Consider isotropic bivariate normal distributions as in section 3a, except that the means of the class π1 and class π2 distributions are separated by 1standard deviation, the means of the class π1 and class π3 distributions are separated by 2 standard deviations, and the means of the class π2 and class π3 distributions are separated by 1.5 standard deviations; that is, μ1T = [0, 0], μ2T = [1, 0], and μ3T = [1.38, 1.45]. For the ROC curves shown in Figs. 10 and 11, 2000 samples are taken from each distribution; the classes are equally prevalent. As expected, class π2 observations are the most likely to be misclassified and class π3 is the most easily distinguished (Fig. 10), since class π3 has the greatest separation from the other two class (1.5 and 2 standard deviations) and class π2 has the least separation (1 and 1.5 standard deviations). That class π2 is the least well separated is also seen by the fact that using the probability that an observation belongs to class π2 as the decision variable yields a smaller AUC than the probability of belonging to the other paired class; for example, compare A(2|1) with A(1|2) and A(2|3) with A(3|2) (Fig. 11). The arrangement of the class distributions is more easily determined from the pairwise-ROC curves: just as d(μ1, μ2) < d(μ2, μ3) < d(μ1, μ3)—where d(a, b) denotes the distance between a and b—so too A(1, 2) < A(2, 3) < A(1, 3), with those areas nearly equal to the standard two-class AUCs for means separated by 1, 1.5, and 2 standard deviations, respectively. Note also that the AUCCR = AUCP.

Now consider the same class distributions but with 6000 samples taken from class π3; that is, p(π1) = p(π2) = 0.2 and p(π3) = 0.6. As described above, the pairwise ROC curves are unaffected by the change in class prevalence; however, the class-reference areas have increased from 0.82 to 0.86 for AUC(π1) and from 0.74 to 0.77 for AUC(π2), while AUC(π3) remains unchanged. Only the class-reference areas that contain the altered prevalence for a class grouped in the nonevent class will be affected. The combined area has increased from 0.81 to 0.85—without any fundamental change in discriminatory ability—and so is no longer equal AUCP.

b. Example with precipitation-type forecast data

Recall that the ROC surfaces for the precipitation-type forecasts were somewhat difficult to interpret because the data points occupied only a small portion of the Pij axes. The same is true for the ROC curves for the two two-class approximations (Figs. 12 and 13), but the curves are easier to visualize than the surfaces. Just as V123 is quite large for these data, so, too, are the areas, AUCCR = 0.90 and AUCP = 0.95, areas that are roughly equivalent to two-class AUCs for distributions separated by 2–2.5 standard deviations. The higher class reference AUC suggests the value is inflated due to the very low prevalence of the more difficult to distinguish freezing rain observations.

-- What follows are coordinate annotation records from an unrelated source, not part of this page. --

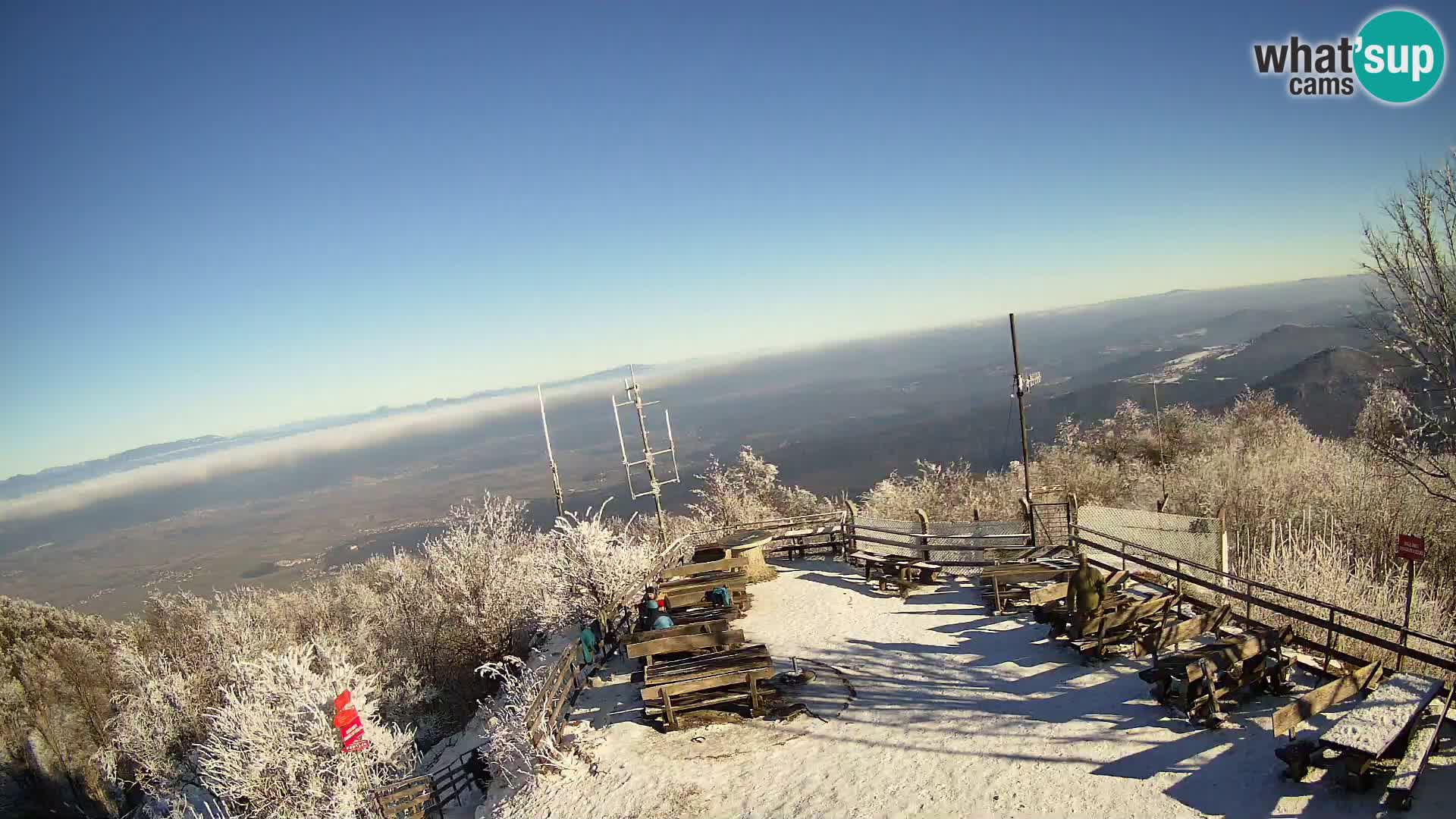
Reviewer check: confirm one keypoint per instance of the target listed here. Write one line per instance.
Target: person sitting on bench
(1085, 592)
(657, 618)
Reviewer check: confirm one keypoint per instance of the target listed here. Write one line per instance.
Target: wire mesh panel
(1053, 523)
(1197, 539)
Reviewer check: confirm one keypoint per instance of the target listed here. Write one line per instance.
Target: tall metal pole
(1021, 410)
(647, 457)
(1405, 626)
(555, 475)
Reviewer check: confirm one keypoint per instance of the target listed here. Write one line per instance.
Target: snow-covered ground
(956, 713)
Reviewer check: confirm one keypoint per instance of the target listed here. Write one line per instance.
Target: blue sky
(216, 221)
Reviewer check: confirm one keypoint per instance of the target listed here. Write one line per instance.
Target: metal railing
(1332, 620)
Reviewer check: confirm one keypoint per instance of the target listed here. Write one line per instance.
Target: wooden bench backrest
(691, 569)
(1326, 697)
(685, 643)
(677, 630)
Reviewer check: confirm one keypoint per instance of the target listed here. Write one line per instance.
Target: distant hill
(1329, 390)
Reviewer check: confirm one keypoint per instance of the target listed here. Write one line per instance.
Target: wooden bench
(705, 614)
(878, 561)
(673, 687)
(1363, 735)
(708, 691)
(792, 542)
(1401, 789)
(698, 627)
(909, 576)
(645, 651)
(1122, 626)
(698, 598)
(408, 799)
(1196, 681)
(715, 566)
(1006, 580)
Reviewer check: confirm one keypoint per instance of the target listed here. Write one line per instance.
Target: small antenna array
(648, 461)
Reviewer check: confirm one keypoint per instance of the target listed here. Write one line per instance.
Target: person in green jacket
(1085, 592)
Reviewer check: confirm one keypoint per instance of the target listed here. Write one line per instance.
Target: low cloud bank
(293, 449)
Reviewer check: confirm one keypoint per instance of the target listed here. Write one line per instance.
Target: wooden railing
(1332, 620)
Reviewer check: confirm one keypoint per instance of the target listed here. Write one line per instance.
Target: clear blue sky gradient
(223, 219)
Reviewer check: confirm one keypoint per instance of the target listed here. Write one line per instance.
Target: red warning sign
(347, 719)
(1411, 547)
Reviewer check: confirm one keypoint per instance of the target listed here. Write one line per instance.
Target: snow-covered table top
(1378, 722)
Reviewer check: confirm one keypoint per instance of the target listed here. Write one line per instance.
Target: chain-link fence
(1194, 539)
(960, 541)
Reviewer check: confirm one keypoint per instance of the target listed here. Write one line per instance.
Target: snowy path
(957, 714)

Observe that both AUC(R) and AUC(S) are nearly equal to A(R, S). The infrequent freezing rain events have little influence on the class reference areas. Since freezing rain events often have a substantial societal impact (e.g., hazardous travel, power outages), the insensitivity of the class reference ROC curves to these events may be considered problematic.

5. Summary

We have presented extensions of the popular ROC analysis to the case of multiple event classes, for both a scalar decision variable and for multidimensional decision variables. A full extension of the two-class ROC curve is theoretically possible, but visualization is impossible as the ROC curve becomes an (n2n – 1)-dimensional hypersurface within an (n2n)-dimensional hypercube. Furthermore, the volume under this hypersurface, the multiclass equivalent to the AUC, appears to be unable to differentiate between nearly perfect and nearly guessing classification systems and, thus, is an unsuitable performance measure.

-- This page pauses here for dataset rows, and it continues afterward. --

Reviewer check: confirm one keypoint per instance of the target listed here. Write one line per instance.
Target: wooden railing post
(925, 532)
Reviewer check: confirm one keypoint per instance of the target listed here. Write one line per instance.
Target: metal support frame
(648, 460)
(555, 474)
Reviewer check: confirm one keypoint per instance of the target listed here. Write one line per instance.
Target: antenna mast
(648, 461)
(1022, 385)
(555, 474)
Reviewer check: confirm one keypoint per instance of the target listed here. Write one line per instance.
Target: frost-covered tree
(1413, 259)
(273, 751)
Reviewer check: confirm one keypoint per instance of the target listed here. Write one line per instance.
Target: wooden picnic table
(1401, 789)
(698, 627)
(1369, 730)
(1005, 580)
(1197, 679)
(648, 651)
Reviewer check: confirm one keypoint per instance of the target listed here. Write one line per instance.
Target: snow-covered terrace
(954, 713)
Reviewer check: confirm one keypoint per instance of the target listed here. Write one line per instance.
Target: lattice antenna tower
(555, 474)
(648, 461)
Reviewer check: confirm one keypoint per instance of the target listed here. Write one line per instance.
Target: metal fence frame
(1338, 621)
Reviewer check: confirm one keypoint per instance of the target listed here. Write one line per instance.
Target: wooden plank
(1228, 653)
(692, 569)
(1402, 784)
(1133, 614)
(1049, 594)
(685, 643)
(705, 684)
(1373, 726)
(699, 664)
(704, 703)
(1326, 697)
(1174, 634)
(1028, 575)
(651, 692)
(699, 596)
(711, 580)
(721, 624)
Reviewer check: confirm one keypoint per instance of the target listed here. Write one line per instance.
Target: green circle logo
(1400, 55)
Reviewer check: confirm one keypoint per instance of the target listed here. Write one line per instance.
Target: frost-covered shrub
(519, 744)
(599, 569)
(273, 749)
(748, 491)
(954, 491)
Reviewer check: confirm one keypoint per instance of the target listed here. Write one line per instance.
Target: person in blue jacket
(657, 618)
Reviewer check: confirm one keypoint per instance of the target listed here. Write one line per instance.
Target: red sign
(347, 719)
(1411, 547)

Scurfield (1996, 1998) tackled this problem by breaking the single high-dimensional surface into (n2n) n-dimensional surfaces by restricting the form of the decision rule. The surfaces represent the correct classification and all of the possible misclassifications, in a forced-choice scenario; the AUC is equivalent to the probability of success in a two-alternative forced-choice problem (2AFC). For example, for three classes (3AFC) it is possible to arrange a triplet of observations as 123, 132, 213, 231, 312, and 321. The volume under each of these six surfaces is equal to the probability that the classification system will produce that arrangement. For example, V123 equals the probability of a correct classification, while V312 and V231 equal probabilities of incorrectly classifying each observation in the triplet. Furthermore, it has been shown that a classification system that optimizes the ROC-123 surface in an ideal observer sense, that is, maximizes the expected utility, is also an ideal observer for the five-dimensional hypersurface, under certain constraints. These properties make the Scurfield approach very appealing. However, there are some shortcomings. The slope of a given segment of a two-class ROC curve is equal to the ratio of the misclassification costs association with that decision threshold, for a fixed event prevalence (Fawcett 2003). Thus, it is a simple task for a forecast user to determine which decision threshold provides maximum value. This relationship is lost when using the three-dimensional ROC surfaces. Also, the simplification required to reduce the degrees of freedom from five to two is that all misclassification costs are assumed to be equal. Scenarios for which this is not the case are easy to imagine: the precipitation-type forecasts examined herein, for example.

Since a full multiclass extension of ROC analysis is not possible given our current level of knowledge, it may be desirable to maintain the framework of the two-class problem. Two forms of this approach have been explored: one versus all and one versus one. In the one-versus-all, or class reference, approach, when evaluating the classification performance for class a, all of the remaining classes are lumped together into a single “not a” category. Therefore, details about specific misclassification errors are not available. Also, the class reference ROC curves, as they are called, are sensitive to changes in class prevalence. The insensitivity to changes in class prevalence is considered an attractive trait of two-class ROC analysis. The results are less dependent on the particular data sample from which they are attained. For the one-versus-one, or pairwise, approach, each class is compared with each of the remaining classes, in turn. Thus, estimates for all of the misclassification errors are obtained. In addition, the pairwise approach retains the insensitivity to changes in class prevalence. The n2n AUCs should be good approximations to the area under the curves formed by the intersection of the full-dimensional ROC hypersurface with the walls of the hypercube.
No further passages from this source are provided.